Setelah menangkap admin dari akun berinisial IAS, polisi lantas mengembangkan kasus dengan menangkap EW dan juga AM. Keduanya berperan juga dalam membuat narasi tersebut.
Sementara itu warganet menyatakan heran dengan tindakan cepat dari kepolisian. Pasalnya aksi ini rentan menjadi kriminalisasi kepada pemilik akun di media sosial.

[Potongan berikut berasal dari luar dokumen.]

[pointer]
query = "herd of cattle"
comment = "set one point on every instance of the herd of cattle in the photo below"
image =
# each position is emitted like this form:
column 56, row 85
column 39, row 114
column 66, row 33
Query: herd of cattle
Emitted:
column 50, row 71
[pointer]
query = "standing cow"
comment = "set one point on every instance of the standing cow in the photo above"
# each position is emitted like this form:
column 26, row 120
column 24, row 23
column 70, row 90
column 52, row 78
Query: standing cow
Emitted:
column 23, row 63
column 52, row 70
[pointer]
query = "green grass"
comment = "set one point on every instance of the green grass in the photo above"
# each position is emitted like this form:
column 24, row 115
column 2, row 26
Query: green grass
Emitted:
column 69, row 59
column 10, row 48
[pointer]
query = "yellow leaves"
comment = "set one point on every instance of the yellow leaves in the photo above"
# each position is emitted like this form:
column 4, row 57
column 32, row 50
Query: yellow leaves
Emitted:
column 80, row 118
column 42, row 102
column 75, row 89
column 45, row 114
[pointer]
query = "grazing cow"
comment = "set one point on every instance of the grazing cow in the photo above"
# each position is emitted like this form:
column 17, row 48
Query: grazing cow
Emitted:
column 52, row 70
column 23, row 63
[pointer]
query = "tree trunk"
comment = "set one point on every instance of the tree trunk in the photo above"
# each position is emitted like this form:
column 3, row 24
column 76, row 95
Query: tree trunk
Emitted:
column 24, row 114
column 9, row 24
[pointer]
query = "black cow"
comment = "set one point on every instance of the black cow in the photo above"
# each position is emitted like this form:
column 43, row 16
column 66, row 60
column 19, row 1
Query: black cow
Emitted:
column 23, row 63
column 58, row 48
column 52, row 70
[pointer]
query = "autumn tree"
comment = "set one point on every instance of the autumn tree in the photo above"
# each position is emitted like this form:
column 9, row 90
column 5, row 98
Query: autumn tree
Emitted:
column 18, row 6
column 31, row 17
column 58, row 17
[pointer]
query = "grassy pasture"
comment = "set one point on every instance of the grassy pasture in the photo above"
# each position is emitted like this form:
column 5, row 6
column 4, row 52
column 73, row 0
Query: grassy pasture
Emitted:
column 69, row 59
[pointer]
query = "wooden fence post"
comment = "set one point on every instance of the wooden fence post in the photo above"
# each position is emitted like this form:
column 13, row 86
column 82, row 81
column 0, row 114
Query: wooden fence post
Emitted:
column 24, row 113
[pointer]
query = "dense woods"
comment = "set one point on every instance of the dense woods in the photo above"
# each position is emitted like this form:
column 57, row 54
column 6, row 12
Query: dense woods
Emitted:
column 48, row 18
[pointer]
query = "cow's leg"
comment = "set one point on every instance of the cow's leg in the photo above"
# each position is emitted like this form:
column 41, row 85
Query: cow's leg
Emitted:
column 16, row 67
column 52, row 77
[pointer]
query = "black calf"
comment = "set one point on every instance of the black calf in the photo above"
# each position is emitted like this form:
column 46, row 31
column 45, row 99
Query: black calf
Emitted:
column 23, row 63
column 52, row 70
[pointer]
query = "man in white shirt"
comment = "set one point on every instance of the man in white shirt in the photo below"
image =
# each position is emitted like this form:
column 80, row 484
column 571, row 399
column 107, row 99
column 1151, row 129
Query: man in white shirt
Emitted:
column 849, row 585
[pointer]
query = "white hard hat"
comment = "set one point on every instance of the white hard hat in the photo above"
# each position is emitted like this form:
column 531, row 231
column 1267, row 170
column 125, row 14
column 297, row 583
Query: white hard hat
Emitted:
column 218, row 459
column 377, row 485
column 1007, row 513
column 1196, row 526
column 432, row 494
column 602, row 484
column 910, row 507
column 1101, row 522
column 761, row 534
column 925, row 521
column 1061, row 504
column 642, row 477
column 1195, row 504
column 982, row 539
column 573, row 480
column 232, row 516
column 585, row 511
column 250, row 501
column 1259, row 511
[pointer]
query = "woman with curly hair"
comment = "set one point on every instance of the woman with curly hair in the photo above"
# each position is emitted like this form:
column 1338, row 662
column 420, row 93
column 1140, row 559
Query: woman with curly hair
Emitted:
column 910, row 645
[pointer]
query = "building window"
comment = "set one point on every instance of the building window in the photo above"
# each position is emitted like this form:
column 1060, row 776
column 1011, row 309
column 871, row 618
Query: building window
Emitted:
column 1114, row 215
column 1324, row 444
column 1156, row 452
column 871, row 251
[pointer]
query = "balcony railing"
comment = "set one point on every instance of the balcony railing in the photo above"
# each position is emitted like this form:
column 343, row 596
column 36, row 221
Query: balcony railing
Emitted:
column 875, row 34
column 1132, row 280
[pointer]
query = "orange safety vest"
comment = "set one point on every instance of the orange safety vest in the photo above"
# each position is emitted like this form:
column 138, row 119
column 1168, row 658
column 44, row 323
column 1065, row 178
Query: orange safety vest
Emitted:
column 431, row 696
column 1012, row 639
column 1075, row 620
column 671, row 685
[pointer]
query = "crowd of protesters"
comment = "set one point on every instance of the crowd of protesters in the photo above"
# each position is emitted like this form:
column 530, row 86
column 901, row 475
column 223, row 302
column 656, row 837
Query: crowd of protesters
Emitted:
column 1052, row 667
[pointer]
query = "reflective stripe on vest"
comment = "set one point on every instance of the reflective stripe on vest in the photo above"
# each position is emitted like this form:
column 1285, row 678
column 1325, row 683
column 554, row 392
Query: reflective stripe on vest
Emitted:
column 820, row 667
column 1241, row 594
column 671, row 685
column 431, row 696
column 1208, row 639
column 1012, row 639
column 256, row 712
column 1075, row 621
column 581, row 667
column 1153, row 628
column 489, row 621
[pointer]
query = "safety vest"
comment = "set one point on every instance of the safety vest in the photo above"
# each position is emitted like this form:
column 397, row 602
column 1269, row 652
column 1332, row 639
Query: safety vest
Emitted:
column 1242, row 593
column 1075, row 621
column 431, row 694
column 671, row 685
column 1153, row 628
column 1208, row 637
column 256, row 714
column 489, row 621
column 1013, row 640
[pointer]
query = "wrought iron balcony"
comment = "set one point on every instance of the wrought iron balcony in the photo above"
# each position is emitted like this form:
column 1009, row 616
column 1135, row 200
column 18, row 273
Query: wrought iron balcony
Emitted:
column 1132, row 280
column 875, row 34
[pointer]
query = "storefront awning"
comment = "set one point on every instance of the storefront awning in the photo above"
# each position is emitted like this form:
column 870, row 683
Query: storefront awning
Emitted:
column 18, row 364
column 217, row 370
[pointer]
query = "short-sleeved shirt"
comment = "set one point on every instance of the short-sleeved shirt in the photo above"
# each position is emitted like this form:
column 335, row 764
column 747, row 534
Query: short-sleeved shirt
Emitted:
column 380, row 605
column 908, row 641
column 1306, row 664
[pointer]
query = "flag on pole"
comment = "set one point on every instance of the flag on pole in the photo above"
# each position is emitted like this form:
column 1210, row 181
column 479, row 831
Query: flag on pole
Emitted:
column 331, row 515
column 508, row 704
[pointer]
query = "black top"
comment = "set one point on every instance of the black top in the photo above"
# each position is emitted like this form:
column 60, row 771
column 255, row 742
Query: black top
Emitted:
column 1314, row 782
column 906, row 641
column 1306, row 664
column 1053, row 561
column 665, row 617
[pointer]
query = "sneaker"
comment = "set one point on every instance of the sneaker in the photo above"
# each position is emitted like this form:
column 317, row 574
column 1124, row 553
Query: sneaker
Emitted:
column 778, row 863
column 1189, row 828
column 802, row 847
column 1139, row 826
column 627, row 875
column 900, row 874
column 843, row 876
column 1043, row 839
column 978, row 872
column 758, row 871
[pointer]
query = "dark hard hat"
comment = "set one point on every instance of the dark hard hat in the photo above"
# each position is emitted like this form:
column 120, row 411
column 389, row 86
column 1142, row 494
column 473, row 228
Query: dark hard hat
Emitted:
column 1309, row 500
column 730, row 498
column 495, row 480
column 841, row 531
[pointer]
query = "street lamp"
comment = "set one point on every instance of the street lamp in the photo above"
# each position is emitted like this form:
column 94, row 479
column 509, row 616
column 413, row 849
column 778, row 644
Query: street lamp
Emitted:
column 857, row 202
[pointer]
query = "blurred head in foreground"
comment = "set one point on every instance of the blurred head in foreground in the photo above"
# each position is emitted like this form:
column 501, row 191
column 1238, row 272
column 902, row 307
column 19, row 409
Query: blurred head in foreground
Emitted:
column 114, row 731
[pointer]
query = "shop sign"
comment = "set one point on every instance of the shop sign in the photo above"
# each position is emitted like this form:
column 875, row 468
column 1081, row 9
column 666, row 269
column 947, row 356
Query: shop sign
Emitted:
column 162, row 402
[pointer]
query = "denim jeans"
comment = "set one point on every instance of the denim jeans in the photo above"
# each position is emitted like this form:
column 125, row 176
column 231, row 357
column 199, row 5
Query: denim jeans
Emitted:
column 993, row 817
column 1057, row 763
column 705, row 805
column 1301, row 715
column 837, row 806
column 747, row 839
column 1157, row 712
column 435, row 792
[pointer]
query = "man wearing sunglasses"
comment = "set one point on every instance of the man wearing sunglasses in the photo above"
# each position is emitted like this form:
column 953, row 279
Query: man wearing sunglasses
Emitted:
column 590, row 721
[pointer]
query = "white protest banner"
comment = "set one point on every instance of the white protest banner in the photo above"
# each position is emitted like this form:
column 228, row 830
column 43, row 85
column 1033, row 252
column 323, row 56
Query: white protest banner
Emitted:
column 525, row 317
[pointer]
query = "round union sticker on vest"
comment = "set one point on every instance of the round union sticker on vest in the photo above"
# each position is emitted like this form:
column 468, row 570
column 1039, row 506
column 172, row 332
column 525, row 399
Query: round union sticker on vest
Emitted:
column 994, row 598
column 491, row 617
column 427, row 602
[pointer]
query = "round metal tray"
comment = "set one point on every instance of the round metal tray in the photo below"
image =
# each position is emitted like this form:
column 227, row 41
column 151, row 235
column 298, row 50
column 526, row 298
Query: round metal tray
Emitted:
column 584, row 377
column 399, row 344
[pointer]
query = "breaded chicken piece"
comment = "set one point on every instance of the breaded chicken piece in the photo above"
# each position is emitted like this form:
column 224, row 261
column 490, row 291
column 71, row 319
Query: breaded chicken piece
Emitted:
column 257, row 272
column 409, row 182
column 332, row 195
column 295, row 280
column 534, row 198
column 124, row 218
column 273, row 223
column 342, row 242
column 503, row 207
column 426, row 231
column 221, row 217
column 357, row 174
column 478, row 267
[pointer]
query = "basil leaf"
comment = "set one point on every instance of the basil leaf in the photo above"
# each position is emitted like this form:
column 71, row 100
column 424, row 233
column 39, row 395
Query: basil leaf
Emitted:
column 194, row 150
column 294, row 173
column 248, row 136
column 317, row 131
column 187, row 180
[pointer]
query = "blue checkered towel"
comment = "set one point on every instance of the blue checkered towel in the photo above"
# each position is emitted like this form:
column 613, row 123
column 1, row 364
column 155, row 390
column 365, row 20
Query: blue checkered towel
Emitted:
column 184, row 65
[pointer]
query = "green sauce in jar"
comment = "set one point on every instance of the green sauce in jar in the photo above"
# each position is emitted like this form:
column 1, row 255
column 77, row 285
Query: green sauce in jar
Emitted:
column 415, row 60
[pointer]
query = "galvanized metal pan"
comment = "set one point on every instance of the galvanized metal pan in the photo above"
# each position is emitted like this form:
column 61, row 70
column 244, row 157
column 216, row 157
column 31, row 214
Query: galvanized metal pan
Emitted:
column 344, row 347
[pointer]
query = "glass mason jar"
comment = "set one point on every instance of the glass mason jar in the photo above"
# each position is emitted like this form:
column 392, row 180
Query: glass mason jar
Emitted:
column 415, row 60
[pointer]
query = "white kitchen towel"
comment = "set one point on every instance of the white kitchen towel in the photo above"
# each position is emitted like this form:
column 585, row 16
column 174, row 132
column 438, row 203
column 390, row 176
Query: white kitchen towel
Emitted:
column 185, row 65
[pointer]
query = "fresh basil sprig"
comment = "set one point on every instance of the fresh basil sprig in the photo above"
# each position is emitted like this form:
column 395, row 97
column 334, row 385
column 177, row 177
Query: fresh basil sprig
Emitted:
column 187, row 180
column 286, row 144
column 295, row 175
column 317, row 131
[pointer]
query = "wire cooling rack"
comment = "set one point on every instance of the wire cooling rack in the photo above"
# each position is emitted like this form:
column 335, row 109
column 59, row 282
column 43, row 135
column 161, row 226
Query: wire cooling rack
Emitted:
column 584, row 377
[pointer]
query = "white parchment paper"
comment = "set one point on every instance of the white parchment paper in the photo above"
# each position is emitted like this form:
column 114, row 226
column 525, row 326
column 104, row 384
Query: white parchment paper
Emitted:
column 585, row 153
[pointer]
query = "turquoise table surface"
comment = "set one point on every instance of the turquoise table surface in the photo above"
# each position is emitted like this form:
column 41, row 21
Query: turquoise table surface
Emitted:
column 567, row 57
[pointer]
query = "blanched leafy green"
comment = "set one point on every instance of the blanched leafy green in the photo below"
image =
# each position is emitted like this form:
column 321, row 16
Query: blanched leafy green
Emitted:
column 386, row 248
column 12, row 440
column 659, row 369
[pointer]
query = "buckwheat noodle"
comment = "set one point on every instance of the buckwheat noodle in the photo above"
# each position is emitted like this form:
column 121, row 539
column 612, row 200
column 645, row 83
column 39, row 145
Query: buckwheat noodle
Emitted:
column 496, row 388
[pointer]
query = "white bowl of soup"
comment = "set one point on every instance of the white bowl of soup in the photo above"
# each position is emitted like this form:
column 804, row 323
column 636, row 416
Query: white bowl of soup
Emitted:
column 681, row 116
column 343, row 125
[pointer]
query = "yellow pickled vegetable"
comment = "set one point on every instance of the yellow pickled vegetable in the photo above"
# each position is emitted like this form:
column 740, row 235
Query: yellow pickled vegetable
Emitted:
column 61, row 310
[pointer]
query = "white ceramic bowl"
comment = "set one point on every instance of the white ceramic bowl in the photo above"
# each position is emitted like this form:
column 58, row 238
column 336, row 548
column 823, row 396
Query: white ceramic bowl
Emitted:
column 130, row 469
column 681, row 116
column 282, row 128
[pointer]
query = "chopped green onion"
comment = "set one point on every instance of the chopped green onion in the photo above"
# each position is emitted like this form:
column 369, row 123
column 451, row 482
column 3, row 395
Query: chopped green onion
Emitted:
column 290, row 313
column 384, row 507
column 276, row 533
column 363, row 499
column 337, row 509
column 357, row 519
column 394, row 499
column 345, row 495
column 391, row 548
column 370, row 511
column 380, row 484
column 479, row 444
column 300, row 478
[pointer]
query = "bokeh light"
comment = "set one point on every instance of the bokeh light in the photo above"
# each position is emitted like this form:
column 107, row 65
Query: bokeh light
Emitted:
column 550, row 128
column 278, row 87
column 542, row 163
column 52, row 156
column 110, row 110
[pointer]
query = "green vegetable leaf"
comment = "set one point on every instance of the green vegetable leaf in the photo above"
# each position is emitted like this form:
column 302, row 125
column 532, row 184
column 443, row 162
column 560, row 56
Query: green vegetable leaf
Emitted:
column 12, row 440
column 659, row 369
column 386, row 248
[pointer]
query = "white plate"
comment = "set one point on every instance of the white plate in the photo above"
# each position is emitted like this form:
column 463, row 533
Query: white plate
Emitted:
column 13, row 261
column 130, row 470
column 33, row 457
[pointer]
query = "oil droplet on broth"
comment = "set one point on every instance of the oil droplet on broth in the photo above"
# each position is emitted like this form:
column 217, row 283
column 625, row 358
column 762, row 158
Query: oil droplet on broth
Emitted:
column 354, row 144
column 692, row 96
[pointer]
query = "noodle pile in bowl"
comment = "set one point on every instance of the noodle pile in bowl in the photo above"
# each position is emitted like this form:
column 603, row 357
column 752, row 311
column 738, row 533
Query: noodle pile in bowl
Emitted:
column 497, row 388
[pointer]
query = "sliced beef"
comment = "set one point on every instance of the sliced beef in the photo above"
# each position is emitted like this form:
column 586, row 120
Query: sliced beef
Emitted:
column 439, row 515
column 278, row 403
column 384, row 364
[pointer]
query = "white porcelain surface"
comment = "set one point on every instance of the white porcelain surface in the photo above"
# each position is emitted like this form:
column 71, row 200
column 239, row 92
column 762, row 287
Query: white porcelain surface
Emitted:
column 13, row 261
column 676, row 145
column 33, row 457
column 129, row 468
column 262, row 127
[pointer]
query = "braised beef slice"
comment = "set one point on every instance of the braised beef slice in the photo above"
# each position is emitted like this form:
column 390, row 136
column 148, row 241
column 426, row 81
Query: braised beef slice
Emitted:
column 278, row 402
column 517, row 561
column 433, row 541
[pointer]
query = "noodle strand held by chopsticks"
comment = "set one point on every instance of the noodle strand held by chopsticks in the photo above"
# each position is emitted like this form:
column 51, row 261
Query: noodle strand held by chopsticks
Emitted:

"Tpi sistem bot dalam menfess itu apakah kemudian membuat admin atau pemiliki akun mendesah bertanggungjawab juga?" papar @mfatahilahakbar
"Selain daripada itu, jika pakai Pasal 28 (2), SARA seperti apa yg dimaksud di sini? Antar golongan apa?" lanjutnya.
Bahkan dirinya memention pemilik Twitter Elon Musk dan mengeluhkan hal ini. Dirinya berharap Elon Musk melihat platformnya bisa mengancam seseorang.
"Hai @ElonMusk
Tahukah Anda beberapa banyak pengguna Twitter yang dijerat pasal pidana di Indonesia hanya karena beberapa tweet sederhana?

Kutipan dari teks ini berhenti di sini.